Mustergültig. Frisch aus der Strickmaschine kommt dieser Camouflage-Stoff.
Mustergültig. Frisch aus der Strickmaschine kommt dieser Camouflage-Stoff. (c) Christine Pichler

Verstrickt und verwandt. Das Konzept Familienunternehmen scheint weiterhin erfolgversprechend, wie das junge Stricklabel Rudolf beweist, das zusammen mit der elterlichen Färberei im 23.  Bezirk Strickmode erzeugt. Eine lokale Wertschöpfung – vom Entwurf über die Produktion bis zum Vertrieb – ist auch für Petkov essenziell. „Chinesische Touristen fragen in unserem Geschäft immer als Erstes, wo die Sachen produziert werden – sie haben keine Lust auf made in China“, erzählt Susi Petkov. „Wir haben keine Sommer- und Winterkollektionen, sondern es wird laufend entwickelt und immer wieder Neues in die Geschäfte gehängt.“ Diese Flexibilität mache das Unternehmen überlebensfähig, man könne auf Nachfrage und Markt sofort reagieren und bleibe so nicht auf den Sachen sitzen. Fernab vom üblichen Marketing- und Modezirkus liegt nicht nur die Werkstätte, die seit 20 Jahren im ersten Stock eines Hauses im sechsten Wiener Bezirk neben den anderen Mietwohnungen eine friedliche Koexistenz führt, man nimmt auch nicht an Modemessen teil oder betreibt Verkaufsstellen in Österreich.
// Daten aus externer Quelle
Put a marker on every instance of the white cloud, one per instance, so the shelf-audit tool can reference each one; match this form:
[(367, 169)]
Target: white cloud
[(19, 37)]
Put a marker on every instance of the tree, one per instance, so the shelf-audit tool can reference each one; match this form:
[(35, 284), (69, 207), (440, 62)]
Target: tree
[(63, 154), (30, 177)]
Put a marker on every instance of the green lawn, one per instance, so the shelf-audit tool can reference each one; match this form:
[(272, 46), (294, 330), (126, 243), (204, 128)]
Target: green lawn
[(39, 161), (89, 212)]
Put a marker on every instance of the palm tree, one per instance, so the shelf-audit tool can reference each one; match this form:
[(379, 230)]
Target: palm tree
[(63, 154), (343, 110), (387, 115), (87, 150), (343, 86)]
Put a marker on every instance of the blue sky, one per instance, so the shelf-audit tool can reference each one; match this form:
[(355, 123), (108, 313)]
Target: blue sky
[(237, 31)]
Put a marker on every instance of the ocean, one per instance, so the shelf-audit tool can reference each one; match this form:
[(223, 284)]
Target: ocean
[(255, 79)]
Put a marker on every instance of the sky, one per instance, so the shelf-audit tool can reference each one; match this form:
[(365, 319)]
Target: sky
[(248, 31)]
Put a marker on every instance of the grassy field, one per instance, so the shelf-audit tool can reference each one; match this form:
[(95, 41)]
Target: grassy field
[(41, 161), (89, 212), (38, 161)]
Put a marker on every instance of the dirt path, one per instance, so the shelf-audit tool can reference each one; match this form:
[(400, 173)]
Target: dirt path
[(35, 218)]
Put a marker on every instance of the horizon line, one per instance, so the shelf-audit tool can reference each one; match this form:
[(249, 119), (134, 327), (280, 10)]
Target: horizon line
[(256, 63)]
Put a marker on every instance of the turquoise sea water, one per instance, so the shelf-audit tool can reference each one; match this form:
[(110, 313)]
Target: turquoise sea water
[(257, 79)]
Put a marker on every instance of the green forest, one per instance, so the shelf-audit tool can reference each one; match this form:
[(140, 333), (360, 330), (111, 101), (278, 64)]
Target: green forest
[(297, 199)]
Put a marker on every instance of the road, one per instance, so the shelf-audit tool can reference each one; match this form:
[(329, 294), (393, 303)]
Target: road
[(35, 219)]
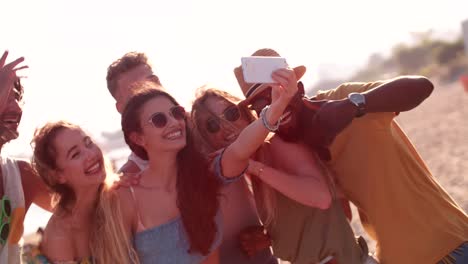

Einen Onlineshop gibt es nicht, und Petkov ist auch nicht auf den üblichen Social-Media-Plattformen zu finden. Fündig wird nur, wer das Haus verlässt und sich in die Innere Stadt begibt. Petkov-
Boutiquen gibt es nur am Kohlmarkt und in der Wollzeile in Wien. So solle das auch bleiben, meint Designerin Petkov. „Als Kind habe ich schon die Vorhänge der Eltern zerschnitten, Designen ist einfach meine Leidenschaft!“

„Chinesische Touristen  fragen immer als  Erstes, wo die Sachen  produziert werden.“
„Chinesische Touristen fragen immer als Erstes, wo die Sachen produziert werden.“(c) Christine Pichler

Die unzähligen Gestaltungsmöglichkeiten des Strickdesigns lassen die nächste Generation aber bisher kalt. Die Kinder der beiden Petkov-Geschwister wollen die Firma später nicht übernehmen. Die Faszination für das Handwerk, die von Susi Petkov ausgeht, bleibt jedenfalls ungebrochen und wird auch immer wieder von jungen Nachwuchsdesignern wie Lisa Mladek und Antonia Maedel von Rudolf neu entdeckt. „Aus Strick kann man einfach alles machen, Blazer, Abendkleider, Mäntel, Glamourtops“, schwärmt Petkov, „er hat dabei den Vorteil, dass er elastisch ist.“ Wer sich unter Strickdesign Omas selbst gemachte Wollsocken vorgestellt hat, wird in der Petkov-Werkstatt eines Besseren belehrt. Schade nur, dass die jungen Petkovs davon nichts wissen wollen, aber vielleicht kann der putzige Werkstatthund Harpo ihnen ja eine Designerkarriere schmackhaft machen.